At Thielemann’s hands Wagner’s famous Prelude unfurled in a tightly controlled arc. The opening bars, so often arrhythmic, were strictly in tempo here save the obligatory lengthening of the third note in the cellos. The results never sounded driven or forced; rather, there was a welcome sense of two in a bar (two groups of three, to be technical) from the outset. The famous sunken pit at the Festspielhaus allowed the winds to be heard clearly without forcing, and the dovetailing between different sections of the strings had an almost choreographic quality. While Thielemann created plenty of imaginative tonal shadings, it was his pacing that was particularly masterful, so that even after the high point matters never felt anti-climactic or lacking direction. Much of what followed was marked by the same imaginative control of detail.
The curtain rose onto a grey, geometric set, a complicated series of industrial-style gantries and staircases, some of which subsequently moved around à la Hogwarts. Playing the interpretative game that a Regie [literally, ‘directorial’, i.e. strongly interventionist] production requires of its audience, one could relate the different levels on which the singers were positioned to the different parts of the ship which was the composer’s setting for Act I. In a strong departure from the libretto, Tristan and Isolde were eager to come to grips from the outset, with their sidekicks physically having to keep them apart. In Scene 5 they finally managed to isolate themselves from their chaperones, and straightaway Isolde pulled Tristan into an embrace. This, of course, rendered the love potion redundant, and so instead of drinking it later in the scene, the two lovers symbolically joined hands and poured it away.

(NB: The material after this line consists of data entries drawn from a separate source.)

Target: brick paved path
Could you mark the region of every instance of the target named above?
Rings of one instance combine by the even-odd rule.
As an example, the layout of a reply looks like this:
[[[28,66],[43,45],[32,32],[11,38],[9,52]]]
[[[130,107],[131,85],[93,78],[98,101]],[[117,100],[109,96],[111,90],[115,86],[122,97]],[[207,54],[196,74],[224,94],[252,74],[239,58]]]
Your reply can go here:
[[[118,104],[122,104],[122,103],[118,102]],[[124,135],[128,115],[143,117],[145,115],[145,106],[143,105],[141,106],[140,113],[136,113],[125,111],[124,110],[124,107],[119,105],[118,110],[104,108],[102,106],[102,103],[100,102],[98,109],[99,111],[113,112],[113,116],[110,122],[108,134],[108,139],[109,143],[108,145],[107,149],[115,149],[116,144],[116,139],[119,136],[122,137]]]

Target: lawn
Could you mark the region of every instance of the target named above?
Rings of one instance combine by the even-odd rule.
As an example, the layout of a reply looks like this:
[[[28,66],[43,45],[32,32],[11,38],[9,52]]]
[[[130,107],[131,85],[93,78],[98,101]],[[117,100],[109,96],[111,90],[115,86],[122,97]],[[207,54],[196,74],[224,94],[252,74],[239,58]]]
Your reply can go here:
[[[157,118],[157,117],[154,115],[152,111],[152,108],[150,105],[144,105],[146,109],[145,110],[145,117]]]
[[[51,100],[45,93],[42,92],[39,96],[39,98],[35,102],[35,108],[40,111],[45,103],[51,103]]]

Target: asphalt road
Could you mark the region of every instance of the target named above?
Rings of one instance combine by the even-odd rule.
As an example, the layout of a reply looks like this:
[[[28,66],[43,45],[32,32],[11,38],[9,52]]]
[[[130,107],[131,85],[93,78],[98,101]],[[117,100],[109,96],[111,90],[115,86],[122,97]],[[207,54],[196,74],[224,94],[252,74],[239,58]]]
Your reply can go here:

Act II played out in some kind of prison/asylum setting. With no explanation, Isolde and Brangäne, and subsequently Tristan and Kurwenal, were hustled on stage as prisoners by yellow-clad toughs. Their actions were observed from the top of the walls by manned spotlights, a clever new context for Tristan’s fulminations against the ‘light’. In the hymn to the night, the two singers turned their backs to the audience and gazed at shadow projections of human figures on the back of the set – a beautiful if ultimately mysterious effect which thankfully had no adverse effects on their audibility. When Marke appeared, he was not so much sorrowing uncle or cuckolded husband as sinister gang-leader: the final scene saw Tristan bound, blindfolded, and eventually stabbed while defenceless.